Hamas, which leads a Palestinian unity government, has flatly rejected the plan, under which President Mahmoud Abbas would start deploying his Fatah-dominated forces by mid-June to halt rocket fire and smuggling by Gaza militants.
But Abbas' aides said he was willing to work with the US plan, albeit with amendments. "We want it to be implemented. We hope to see the Israelis implement it," Saeb Erekat, a top aide to Abbas, said.
"We have accepted these ideas in the past, the only thing that's new about it is the introduction of timelines," Erekat told Reuters.

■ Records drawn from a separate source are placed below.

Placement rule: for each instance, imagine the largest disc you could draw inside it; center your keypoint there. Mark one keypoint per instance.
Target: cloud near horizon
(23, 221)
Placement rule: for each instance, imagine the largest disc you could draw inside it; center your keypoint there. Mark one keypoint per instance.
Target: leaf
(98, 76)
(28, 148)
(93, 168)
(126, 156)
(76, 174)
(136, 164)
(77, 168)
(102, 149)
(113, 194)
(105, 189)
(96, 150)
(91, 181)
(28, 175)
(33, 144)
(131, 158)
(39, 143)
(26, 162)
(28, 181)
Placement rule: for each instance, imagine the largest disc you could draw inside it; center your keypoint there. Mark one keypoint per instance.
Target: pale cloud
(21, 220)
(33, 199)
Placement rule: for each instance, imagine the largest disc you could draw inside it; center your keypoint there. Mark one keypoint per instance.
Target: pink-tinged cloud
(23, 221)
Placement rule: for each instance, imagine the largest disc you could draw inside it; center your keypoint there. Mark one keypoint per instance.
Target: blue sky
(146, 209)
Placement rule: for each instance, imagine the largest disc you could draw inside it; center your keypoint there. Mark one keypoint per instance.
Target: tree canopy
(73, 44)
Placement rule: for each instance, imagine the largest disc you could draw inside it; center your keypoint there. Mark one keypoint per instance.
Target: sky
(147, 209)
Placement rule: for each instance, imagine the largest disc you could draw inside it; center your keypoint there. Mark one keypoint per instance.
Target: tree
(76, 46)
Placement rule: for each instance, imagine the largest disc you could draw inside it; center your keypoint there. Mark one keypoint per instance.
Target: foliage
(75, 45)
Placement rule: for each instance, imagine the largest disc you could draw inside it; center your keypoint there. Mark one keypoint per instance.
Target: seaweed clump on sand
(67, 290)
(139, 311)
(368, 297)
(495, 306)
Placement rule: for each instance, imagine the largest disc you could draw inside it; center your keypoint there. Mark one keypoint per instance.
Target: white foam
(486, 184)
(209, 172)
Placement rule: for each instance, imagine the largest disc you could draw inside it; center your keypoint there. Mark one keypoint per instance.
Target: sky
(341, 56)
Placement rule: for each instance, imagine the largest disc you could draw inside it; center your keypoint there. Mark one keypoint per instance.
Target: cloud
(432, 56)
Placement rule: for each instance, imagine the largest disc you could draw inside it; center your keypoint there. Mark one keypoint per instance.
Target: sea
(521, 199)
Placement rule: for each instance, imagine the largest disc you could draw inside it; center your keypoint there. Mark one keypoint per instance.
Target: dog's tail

The different positions again expose the tensions between Abbas' secular Fatah faction and ruling Hamas Islamists, less than two months after they formed their unity government in a bid to end infighting.
Abbas met Prime Minister Ismail Haniyeh of Hamas at the presidential office in Gaza on Sunday evening for talks Erekat said would cover the US timeline.
Hamas has shown no flexibility towards a plan that the group sees as part of an American effort to strengthen Abbas' forces. "The American plan is rejected and we will work to make it fail by any means," said Hamas spokesman Fawzi Baroum.